Musica, buona cucina e tanta solidarietà a fare da collante in una serata, quella dello scorso venerdì, organizzata dalla Fondazione Opera Don Bosco Onlus di Milano in collaborazione con la Casa Circondariale di Sondrio. “La musica fa bene allo spirito”, recita il detto. Le buone iniziative pure, aggiungiamo noi. Perchè la serata che ha offerto in uno speciale amalgama musica jazz, sapori della tradizione e tematiche legate al sostegno, all’aiuto, la scorsa settimana ha davvero centrato il bersaglio prefissato: creare un’occasione per riflettere su temi importanti quali il riscatto sociale e le dure condizioni in cui tanti, troppi bambini al mondo, sono condannati a vivere.
Nella sala polifunzionale Don Vittorio Chiari di Sondrio, ad animare la serata, assieme all’ensamble jazz, c’erano gli ospiti della Casa Circondariale del capoluogo. Un impegno, il loro, che sa di riscatto sociale e di reinserimento concreto nei canoni della vita oltre le sbarre.
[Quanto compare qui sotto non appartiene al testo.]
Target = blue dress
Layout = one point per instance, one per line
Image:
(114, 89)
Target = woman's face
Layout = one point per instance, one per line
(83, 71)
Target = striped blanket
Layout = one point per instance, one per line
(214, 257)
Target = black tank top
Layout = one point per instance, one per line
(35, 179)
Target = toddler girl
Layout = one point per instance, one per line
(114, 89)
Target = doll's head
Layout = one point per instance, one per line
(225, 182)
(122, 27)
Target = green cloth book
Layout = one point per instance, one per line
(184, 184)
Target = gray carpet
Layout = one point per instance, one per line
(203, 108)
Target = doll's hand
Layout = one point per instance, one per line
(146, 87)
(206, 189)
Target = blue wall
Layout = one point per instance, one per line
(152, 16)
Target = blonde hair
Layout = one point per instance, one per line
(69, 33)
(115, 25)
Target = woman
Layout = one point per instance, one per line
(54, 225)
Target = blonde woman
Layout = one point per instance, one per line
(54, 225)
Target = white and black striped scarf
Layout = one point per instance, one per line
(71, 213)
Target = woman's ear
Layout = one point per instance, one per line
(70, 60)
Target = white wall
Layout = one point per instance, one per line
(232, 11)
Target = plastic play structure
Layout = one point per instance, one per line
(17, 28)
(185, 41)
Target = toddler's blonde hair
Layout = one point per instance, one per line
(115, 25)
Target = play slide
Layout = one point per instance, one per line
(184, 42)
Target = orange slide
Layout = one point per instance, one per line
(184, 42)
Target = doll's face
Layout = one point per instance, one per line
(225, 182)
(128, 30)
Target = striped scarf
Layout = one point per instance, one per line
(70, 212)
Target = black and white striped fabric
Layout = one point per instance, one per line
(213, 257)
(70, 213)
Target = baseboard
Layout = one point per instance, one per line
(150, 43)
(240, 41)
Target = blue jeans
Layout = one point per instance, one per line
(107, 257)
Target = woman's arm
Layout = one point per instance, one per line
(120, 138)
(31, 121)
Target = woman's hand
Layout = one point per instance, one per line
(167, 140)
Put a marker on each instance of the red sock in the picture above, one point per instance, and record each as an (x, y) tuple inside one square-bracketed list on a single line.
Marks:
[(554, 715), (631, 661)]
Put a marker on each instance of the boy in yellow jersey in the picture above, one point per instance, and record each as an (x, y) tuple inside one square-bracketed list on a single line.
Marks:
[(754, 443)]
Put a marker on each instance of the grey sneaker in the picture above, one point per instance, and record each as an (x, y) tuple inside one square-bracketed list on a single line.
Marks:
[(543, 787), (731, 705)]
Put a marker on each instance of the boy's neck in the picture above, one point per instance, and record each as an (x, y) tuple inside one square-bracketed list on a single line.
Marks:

Sul palco, Alfredo Ferrario e Claudio Chiara con Roberto Piccolo al contrabbasso, assieme al batterista Massimo Caracca e Nico Menci al piano, impegnati in un omaggio alla poesia jazz di Art Pepper e Buddy De Franco.

 

Indistintamente per tutti i partecipanti alla serata, nessuno escluso, un altro passo in un percorso di emancipazione e riflessione.